Nowhere nearly as intrusive as online-only restrictions and lacking the vitriol that can sometimes be found on real-world social media platforms, the likes of Leafbook and Troublr suck you further into their games’ respective worlds as well as serve as meaningful gameplay mechanics. In Ni no Kuni II, Leafbook was Prince Evan’s eyes on the world when he couldn’t be there himself. Being able to follow his loyal subjects, and those from other lands, Evan is able to open his Facebook knock-off and see how everyone is doing.
Of course, for the player it means that people have posted images of hidden items, or left messages that hint at a specific monster to defeat or someone to recruit for your kingdom. It seems like a novelty at first, but it quickly enriches your gameplay experience and breathes further life into Ni no Kuni II’s fantastical world.
Yakuza 6’s Troublr isn’t quite as engaging, but it does let Kazuma Kiryu know of any trouble occurring nearby. Poor Kiryu is awful with technology, but his kind heart means that he’s always eager to help those who can’t defend themselves as easily as he’s able to. Kiryu’s character is already well-defined thanks to the game’s amazing narratives, but Troublr shows that he’ll help anybody regardless of how small the matter may seem.
Social media is a way to get to know people, and games are incorporating that in fresh ways to make single-player experiences even greater. If you’ve played the likes of Persona 5, then you already know just how fun being social is when the narrative’s good.

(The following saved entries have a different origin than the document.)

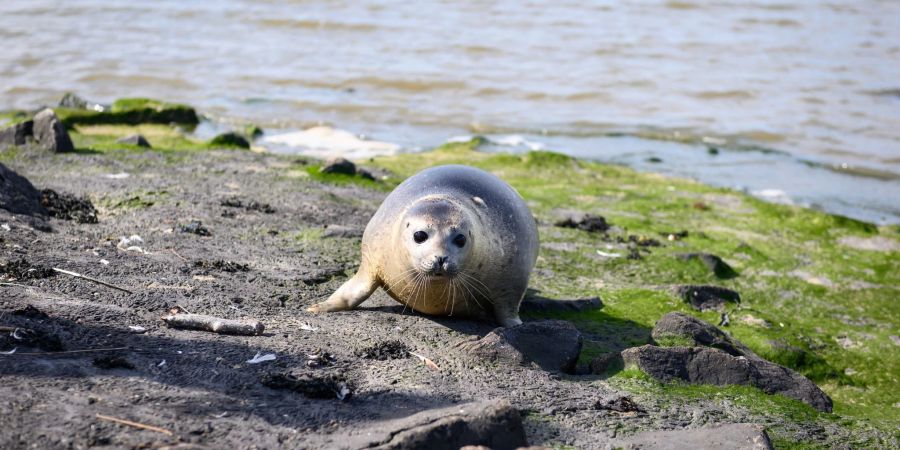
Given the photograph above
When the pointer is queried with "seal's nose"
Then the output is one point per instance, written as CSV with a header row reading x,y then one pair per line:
x,y
440,264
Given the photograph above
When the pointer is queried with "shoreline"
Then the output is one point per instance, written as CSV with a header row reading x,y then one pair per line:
x,y
816,296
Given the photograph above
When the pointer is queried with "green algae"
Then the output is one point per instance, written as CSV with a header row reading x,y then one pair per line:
x,y
809,302
313,172
131,111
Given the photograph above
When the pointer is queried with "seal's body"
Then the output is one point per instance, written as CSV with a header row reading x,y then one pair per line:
x,y
450,240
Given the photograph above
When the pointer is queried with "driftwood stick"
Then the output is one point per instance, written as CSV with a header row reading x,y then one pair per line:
x,y
134,424
214,324
84,277
69,352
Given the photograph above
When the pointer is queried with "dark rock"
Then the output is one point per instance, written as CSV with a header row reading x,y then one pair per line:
x,y
24,337
537,303
312,386
686,327
18,195
618,403
726,361
135,139
68,207
232,202
224,266
72,101
338,165
31,312
230,139
384,351
704,298
700,365
364,173
703,365
712,262
731,436
602,363
586,222
253,131
553,345
17,135
24,270
639,240
493,424
196,227
49,133
261,207
341,231
112,362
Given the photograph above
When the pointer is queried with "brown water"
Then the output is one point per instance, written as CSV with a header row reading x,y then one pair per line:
x,y
802,98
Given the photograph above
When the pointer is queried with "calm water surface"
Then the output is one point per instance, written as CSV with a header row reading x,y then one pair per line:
x,y
801,98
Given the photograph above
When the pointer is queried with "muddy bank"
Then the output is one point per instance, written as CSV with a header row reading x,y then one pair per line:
x,y
334,378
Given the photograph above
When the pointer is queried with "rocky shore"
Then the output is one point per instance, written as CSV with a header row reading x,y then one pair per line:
x,y
662,310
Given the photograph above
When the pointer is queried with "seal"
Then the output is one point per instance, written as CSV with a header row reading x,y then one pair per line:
x,y
450,240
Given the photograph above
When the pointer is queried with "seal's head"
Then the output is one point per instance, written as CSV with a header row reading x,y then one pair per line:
x,y
436,234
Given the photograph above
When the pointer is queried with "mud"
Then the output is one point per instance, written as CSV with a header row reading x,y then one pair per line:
x,y
22,269
221,265
384,351
68,207
199,385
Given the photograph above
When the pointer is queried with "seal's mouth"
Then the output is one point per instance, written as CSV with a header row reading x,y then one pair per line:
x,y
439,274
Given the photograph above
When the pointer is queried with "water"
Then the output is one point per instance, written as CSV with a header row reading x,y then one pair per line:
x,y
801,98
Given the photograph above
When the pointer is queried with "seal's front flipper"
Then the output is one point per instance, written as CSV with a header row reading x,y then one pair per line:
x,y
350,295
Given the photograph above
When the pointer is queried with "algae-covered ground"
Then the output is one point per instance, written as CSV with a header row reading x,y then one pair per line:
x,y
818,292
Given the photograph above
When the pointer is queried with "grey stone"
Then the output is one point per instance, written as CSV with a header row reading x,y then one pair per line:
x,y
681,325
338,165
703,365
49,133
73,101
553,345
18,195
604,362
135,139
731,436
712,262
705,298
341,231
494,424
16,135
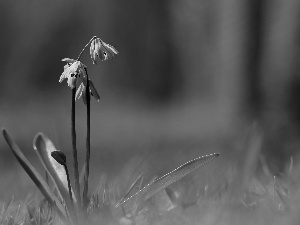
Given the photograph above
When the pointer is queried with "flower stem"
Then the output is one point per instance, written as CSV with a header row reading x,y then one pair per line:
x,y
88,141
69,185
75,160
85,47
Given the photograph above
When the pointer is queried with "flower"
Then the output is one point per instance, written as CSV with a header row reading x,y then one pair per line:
x,y
72,70
81,91
102,50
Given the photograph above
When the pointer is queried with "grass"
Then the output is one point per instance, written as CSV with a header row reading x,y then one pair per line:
x,y
220,200
230,192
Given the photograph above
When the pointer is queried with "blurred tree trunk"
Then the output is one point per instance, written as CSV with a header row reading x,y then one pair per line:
x,y
280,81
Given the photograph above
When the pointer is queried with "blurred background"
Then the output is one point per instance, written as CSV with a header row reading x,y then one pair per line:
x,y
193,77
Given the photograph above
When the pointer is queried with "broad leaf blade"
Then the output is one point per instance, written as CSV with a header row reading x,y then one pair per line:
x,y
35,176
43,147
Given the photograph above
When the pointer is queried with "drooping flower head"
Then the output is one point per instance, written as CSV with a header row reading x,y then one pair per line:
x,y
73,71
81,91
102,50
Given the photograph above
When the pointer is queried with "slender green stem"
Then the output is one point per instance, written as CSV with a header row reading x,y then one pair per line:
x,y
85,47
75,160
69,185
88,141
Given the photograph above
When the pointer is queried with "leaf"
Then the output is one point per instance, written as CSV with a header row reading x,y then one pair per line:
x,y
44,147
161,183
35,176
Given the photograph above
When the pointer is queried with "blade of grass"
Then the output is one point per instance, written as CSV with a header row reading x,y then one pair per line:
x,y
159,184
36,177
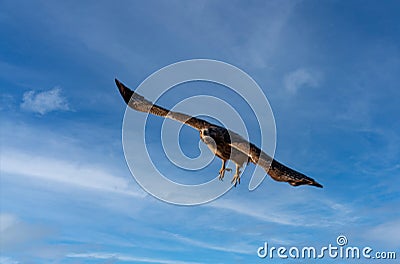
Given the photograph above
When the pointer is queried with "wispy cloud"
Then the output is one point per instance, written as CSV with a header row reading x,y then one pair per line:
x,y
124,258
14,232
68,172
238,248
388,233
301,78
7,260
44,102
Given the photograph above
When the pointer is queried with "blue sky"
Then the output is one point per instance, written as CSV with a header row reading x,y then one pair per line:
x,y
330,70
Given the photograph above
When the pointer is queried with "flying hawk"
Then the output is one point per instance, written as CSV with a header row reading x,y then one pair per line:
x,y
225,144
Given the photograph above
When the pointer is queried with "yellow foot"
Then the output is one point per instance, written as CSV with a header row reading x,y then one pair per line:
x,y
222,173
236,179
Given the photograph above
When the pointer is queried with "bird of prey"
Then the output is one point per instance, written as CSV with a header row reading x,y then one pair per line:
x,y
225,144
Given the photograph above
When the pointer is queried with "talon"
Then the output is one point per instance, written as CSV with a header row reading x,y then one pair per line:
x,y
222,170
236,177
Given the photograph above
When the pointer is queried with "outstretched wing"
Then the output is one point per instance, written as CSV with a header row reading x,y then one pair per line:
x,y
275,169
139,103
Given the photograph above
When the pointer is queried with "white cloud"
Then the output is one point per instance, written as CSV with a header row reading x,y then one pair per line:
x,y
301,78
68,172
44,102
125,258
15,233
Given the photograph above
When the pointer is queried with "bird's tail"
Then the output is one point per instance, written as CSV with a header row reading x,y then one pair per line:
x,y
280,172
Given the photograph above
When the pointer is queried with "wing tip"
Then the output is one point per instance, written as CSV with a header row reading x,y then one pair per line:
x,y
125,92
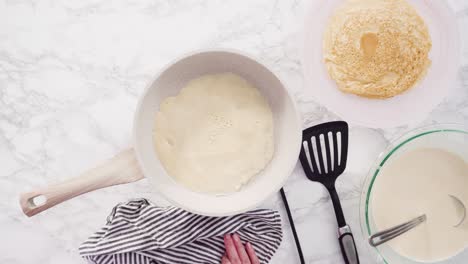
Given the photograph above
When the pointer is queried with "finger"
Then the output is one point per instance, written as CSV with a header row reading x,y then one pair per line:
x,y
240,250
253,257
224,260
231,250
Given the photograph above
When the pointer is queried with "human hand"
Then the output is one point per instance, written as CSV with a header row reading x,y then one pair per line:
x,y
237,253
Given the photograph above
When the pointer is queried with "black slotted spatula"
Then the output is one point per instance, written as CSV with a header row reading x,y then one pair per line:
x,y
323,157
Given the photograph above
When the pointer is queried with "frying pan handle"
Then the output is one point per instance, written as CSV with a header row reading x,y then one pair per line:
x,y
348,246
122,168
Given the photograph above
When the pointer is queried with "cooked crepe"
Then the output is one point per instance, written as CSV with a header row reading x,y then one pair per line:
x,y
376,48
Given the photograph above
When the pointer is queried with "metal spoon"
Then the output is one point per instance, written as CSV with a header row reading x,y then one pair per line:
x,y
461,209
389,234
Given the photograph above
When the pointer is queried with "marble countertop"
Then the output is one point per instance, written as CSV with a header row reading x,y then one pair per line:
x,y
70,76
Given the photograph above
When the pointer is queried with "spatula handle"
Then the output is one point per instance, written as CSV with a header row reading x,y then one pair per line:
x,y
348,246
122,168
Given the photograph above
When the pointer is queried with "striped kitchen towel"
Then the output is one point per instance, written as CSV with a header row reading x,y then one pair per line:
x,y
138,232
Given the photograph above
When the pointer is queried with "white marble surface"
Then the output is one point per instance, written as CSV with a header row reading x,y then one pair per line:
x,y
70,76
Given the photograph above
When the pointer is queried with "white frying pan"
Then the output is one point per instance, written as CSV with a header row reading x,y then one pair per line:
x,y
131,165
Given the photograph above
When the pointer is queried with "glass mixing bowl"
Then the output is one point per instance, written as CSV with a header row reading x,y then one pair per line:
x,y
453,138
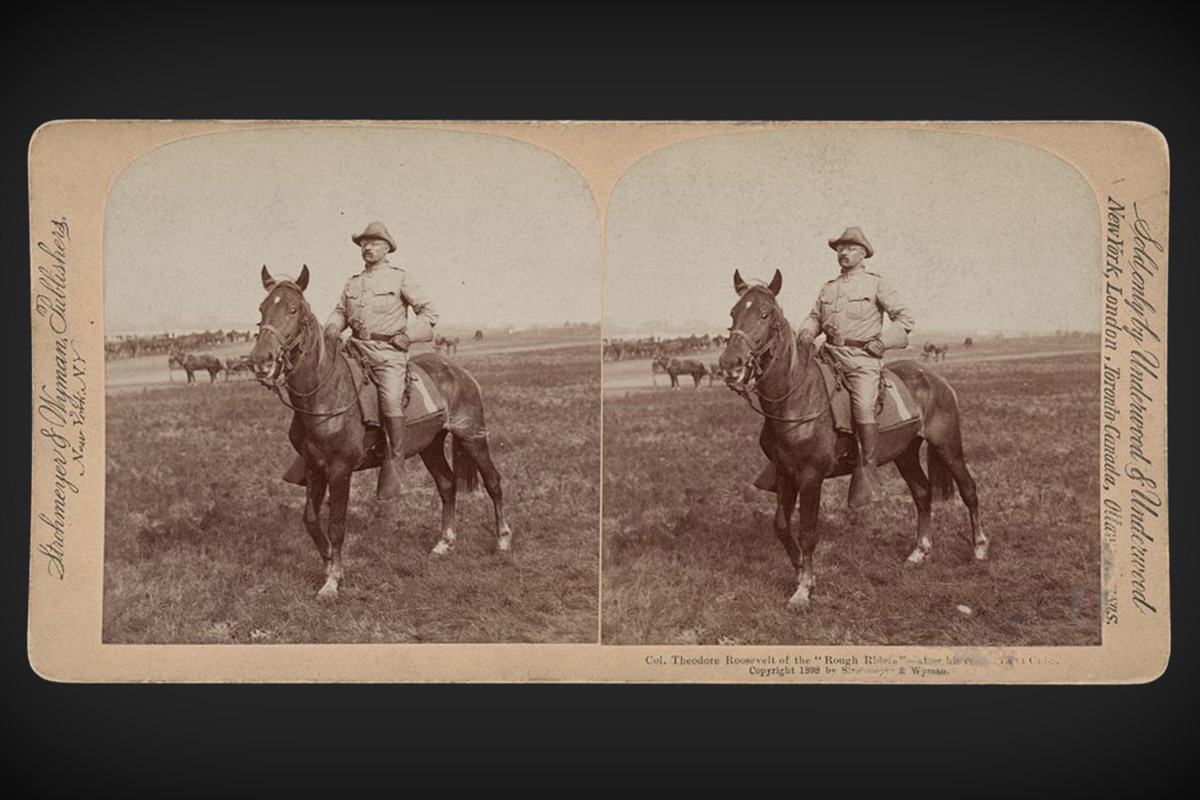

There’s no social network here, but there are various text message groups to get in on. Speak with your friends – or don’t, you villain – and make dates or just engage in some hilarious conversation.
This plays a vital role in why Persona 5 is so engaging, and it encourages you to speak with your friends. We all know that it’s easy to forget to in real life sometimes, and Persona 5 is a gentle reminder that you have bonds to keep up with outside of the game. As I’ve gotten older, I’ve appreciated these social aspects more. You do fall out of touch with people as you get older, and relationships become harder to maintain.
Games like Persona and Blue Reflection remind me that if I want to keep a relationship of any form going, then I have to put the effort in because it isn’t as easy as when I was a teenager. I’m sure that isn’t the lesson the Persona games want me to take away from it, but its emphasis on social elements is important and much of the reason why social media exists at all.
These social elements help to make these games stand out, and they’re becoming more prevalent in Japanese games especially. People yearn for deeper experiences – ones that’ll stay with them for a lifetime – and social media-inspired mechanics aid in providing that. Also, you can like the posts of enemies you’ve defeated in Ni no Kuni II, and it’s hilarious.